Dreaming of the Multiverse: From Morelia to Jurupa Valley

Investigating the Impacts of Immigration on a Family History.

In 2017, my parent's sold their (deteriorating) home in Morelia, Michoacán, Mexico. That house was their original retirement dream. That same year, they bought and renovated their "final" home in Jurupa Valley, California. This brought up questions of what life would've been like had my family never left Mexico to begin with; or if we had multigenerational roots in America.

Would my sister have survived if we had stayed in Morelia? Would my parents not had me since I came after her death? Would Catholicism have a tighter grip on my life? Would I have suppressed my queerness and opted to live a heterosexual lifestyle in order to survive? Considering the social climate in Mexico, would we have been bound to cartels and their violence? In America, would my grandparents and our family have fared better or worse? Would several of my relatives ever existed? Would I have succumbed to the blind patriotism I see in many multi- generational Americans? Placed white supremacy/racism on a pedestal like said Americans? Would we have the generational wealth my colleagues enjoy? Would I be more embracing and solid in my queer identity? Or would I and everyone else have "glitched out" and become unforeseeable iterations that not even my wildest dreams or nightmares could imagine?

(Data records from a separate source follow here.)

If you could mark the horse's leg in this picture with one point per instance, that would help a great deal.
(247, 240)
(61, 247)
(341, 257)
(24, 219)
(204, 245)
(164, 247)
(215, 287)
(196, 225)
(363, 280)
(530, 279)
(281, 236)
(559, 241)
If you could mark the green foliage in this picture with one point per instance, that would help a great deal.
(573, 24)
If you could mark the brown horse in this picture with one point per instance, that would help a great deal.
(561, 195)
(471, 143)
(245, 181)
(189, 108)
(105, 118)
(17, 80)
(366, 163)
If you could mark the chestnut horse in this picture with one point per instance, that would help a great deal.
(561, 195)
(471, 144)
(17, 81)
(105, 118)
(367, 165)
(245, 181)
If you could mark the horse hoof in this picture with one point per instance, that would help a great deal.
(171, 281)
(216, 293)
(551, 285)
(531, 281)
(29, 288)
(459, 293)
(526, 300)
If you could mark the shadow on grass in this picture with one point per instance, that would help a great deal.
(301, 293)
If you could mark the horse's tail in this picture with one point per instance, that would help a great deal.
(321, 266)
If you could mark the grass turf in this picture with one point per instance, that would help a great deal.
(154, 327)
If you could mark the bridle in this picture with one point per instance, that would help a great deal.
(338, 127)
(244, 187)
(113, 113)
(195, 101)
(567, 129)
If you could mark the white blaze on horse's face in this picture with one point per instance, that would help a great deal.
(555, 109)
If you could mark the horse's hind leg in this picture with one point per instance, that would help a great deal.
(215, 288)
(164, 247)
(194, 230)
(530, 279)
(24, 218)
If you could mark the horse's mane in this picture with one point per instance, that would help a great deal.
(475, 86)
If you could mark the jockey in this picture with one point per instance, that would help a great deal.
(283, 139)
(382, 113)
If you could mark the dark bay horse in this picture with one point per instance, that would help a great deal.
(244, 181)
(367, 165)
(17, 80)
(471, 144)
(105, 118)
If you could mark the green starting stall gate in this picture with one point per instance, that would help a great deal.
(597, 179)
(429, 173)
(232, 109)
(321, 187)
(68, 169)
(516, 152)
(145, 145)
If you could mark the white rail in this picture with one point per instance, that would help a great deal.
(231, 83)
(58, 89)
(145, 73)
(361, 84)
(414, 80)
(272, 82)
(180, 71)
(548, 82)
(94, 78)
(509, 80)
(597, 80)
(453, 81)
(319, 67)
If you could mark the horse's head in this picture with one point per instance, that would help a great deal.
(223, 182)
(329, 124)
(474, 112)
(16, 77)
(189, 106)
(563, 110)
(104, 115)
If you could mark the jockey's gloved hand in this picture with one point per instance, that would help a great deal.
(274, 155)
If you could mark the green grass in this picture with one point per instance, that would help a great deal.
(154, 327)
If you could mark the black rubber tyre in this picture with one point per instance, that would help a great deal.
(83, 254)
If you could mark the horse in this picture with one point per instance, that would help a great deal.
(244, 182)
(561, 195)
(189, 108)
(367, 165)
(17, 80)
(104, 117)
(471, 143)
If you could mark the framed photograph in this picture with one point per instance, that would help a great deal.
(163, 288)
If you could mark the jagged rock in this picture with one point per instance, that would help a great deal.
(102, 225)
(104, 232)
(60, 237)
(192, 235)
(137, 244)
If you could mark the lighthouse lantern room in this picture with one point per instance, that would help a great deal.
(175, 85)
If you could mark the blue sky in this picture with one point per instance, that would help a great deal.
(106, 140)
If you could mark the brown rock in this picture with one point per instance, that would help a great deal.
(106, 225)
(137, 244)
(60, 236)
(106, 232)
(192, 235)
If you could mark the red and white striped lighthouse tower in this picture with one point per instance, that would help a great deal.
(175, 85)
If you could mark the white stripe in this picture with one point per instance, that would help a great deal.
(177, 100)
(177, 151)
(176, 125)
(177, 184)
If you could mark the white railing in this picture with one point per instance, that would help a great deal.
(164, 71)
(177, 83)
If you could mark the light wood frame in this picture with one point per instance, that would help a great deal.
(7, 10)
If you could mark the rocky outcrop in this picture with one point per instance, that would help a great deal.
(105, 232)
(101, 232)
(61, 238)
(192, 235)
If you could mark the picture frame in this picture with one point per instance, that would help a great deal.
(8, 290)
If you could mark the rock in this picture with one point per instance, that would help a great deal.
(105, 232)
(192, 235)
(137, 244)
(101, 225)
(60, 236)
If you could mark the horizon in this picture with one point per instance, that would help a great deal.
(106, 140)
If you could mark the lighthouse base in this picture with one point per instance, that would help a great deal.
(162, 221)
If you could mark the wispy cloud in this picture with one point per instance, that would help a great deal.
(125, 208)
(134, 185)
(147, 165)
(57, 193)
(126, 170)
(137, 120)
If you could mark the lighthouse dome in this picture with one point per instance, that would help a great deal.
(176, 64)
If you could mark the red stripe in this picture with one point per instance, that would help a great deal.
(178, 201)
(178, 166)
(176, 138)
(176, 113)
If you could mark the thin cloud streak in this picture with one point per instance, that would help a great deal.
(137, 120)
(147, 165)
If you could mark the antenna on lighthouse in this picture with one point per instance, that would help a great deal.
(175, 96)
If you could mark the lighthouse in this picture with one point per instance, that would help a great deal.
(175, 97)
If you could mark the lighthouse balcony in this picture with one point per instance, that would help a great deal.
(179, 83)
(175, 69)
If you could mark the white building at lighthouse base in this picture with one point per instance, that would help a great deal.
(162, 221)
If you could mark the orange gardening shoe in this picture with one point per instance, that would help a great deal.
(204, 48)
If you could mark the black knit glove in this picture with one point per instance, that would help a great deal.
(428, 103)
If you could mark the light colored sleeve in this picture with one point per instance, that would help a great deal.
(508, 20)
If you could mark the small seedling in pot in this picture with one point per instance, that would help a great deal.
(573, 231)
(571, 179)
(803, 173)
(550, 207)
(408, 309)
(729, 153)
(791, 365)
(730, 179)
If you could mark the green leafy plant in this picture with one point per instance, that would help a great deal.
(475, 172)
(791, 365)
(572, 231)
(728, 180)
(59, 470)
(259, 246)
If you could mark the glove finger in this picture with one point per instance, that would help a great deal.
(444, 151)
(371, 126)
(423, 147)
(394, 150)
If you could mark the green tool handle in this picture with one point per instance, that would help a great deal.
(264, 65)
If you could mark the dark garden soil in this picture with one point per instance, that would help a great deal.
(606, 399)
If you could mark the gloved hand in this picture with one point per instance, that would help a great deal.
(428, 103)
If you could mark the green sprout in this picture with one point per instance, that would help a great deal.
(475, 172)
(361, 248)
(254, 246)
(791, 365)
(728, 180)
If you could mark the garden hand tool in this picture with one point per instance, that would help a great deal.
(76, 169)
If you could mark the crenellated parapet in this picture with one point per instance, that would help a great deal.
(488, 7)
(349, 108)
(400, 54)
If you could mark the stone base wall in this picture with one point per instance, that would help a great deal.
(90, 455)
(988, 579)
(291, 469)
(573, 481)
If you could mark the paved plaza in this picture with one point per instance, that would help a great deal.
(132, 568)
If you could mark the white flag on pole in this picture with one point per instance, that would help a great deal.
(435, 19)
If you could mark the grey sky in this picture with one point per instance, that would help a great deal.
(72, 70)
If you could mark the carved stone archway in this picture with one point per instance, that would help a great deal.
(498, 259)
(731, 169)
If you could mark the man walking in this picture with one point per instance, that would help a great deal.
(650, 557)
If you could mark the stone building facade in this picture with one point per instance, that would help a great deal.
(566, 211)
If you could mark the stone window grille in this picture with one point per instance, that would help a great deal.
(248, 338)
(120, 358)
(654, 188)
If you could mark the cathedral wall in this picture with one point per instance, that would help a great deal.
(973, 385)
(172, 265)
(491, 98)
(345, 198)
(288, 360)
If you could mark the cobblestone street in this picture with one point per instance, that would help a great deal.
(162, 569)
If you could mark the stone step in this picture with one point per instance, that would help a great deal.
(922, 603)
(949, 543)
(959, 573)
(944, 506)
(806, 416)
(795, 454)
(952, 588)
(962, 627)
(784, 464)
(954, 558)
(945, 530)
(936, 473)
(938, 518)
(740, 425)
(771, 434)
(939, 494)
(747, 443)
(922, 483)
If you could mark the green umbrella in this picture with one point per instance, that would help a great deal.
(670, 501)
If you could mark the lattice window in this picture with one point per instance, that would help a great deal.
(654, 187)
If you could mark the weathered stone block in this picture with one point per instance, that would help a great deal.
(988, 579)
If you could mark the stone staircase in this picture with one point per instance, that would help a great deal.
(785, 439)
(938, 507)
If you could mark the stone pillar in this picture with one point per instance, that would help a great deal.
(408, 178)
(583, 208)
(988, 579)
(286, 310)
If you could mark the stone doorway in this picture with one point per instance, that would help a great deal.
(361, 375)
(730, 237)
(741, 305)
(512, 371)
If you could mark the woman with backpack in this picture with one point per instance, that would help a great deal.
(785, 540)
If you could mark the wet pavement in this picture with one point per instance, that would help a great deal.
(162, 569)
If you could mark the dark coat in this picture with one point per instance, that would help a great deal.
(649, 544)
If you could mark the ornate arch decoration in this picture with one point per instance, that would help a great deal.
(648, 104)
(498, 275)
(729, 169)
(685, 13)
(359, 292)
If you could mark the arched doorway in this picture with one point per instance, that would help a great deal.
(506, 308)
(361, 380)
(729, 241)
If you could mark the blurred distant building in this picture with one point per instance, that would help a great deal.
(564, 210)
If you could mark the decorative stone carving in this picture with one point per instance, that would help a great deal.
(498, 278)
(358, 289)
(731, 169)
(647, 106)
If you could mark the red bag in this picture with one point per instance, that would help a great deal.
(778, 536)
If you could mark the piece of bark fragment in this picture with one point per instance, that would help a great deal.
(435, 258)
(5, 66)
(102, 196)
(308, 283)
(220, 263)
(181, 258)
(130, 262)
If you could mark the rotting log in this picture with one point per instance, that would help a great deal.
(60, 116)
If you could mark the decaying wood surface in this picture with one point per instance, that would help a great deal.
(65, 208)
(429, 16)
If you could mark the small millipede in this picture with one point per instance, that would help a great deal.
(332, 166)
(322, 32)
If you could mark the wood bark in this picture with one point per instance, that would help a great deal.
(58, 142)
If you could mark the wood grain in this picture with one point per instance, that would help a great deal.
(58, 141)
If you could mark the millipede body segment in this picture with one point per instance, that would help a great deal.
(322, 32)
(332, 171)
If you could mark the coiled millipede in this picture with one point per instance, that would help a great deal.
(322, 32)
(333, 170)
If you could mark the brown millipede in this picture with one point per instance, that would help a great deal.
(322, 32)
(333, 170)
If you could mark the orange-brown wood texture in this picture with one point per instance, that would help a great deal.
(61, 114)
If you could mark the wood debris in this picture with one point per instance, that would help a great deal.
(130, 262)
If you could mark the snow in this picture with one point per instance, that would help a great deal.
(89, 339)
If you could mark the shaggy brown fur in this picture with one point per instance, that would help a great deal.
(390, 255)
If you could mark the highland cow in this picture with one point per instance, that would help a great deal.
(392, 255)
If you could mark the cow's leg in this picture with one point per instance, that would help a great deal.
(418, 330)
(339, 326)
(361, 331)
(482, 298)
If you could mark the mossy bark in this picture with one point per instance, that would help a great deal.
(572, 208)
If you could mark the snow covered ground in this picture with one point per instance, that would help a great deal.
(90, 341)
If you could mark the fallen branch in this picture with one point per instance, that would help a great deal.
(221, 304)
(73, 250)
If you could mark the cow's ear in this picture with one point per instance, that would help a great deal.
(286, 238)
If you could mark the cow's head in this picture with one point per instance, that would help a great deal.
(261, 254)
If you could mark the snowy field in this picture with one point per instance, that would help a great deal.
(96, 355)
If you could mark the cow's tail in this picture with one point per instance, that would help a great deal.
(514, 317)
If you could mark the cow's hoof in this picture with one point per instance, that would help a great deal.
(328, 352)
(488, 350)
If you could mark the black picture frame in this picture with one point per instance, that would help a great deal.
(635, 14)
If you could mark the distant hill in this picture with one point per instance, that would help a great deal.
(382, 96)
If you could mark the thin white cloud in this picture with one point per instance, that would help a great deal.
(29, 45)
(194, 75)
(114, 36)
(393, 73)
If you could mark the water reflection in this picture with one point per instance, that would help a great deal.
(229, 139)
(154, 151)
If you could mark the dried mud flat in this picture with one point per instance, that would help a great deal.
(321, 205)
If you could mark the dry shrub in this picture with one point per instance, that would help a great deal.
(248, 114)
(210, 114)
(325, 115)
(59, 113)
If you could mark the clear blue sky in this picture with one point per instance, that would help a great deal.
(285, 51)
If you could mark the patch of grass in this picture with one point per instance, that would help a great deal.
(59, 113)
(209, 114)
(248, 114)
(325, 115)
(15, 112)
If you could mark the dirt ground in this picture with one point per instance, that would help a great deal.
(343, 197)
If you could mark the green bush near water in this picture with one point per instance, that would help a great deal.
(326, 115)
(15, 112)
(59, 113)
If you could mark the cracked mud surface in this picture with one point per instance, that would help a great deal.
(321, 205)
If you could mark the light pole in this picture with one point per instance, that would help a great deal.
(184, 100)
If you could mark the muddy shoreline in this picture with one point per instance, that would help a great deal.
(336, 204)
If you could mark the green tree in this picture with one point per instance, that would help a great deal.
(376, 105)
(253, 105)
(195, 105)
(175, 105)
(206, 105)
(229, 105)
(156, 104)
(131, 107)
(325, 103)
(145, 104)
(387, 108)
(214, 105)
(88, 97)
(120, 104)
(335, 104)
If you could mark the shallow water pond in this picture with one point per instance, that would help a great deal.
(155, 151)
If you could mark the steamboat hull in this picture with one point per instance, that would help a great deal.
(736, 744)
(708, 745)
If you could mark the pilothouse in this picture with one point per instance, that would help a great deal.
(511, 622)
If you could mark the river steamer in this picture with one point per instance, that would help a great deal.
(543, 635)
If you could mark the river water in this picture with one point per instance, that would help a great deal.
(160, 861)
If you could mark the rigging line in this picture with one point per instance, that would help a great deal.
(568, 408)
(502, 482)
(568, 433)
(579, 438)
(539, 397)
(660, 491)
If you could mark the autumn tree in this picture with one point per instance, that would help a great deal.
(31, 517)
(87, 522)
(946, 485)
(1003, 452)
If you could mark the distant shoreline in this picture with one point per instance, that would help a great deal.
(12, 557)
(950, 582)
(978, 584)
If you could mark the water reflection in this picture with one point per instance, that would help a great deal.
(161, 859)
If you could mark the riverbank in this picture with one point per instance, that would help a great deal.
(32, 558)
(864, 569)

This series plays with these questions and examines the American Dream. This photographic series makes use my family's photo archive (ranging from the 1960s to the early 2000s), as well as images of my parent's home(s) I shot during 2017. Inspired by the work of Daniel Gordon, the house images were turned into dioramas, where I added tapestry's native to Mexico/the US, and the archive images were collaged in layers onto said dioramas. The final arrangements were then photographed using long exposures and resulted in 24 x 36" prints.

In the end this project may not offer any answers to these common lived immigrant experiences/questions, but instead serves as a release. It's a release from dreamed possibilities that never came and never will be. The visual chaos represents the processing of emotions alongside these realities and realizations.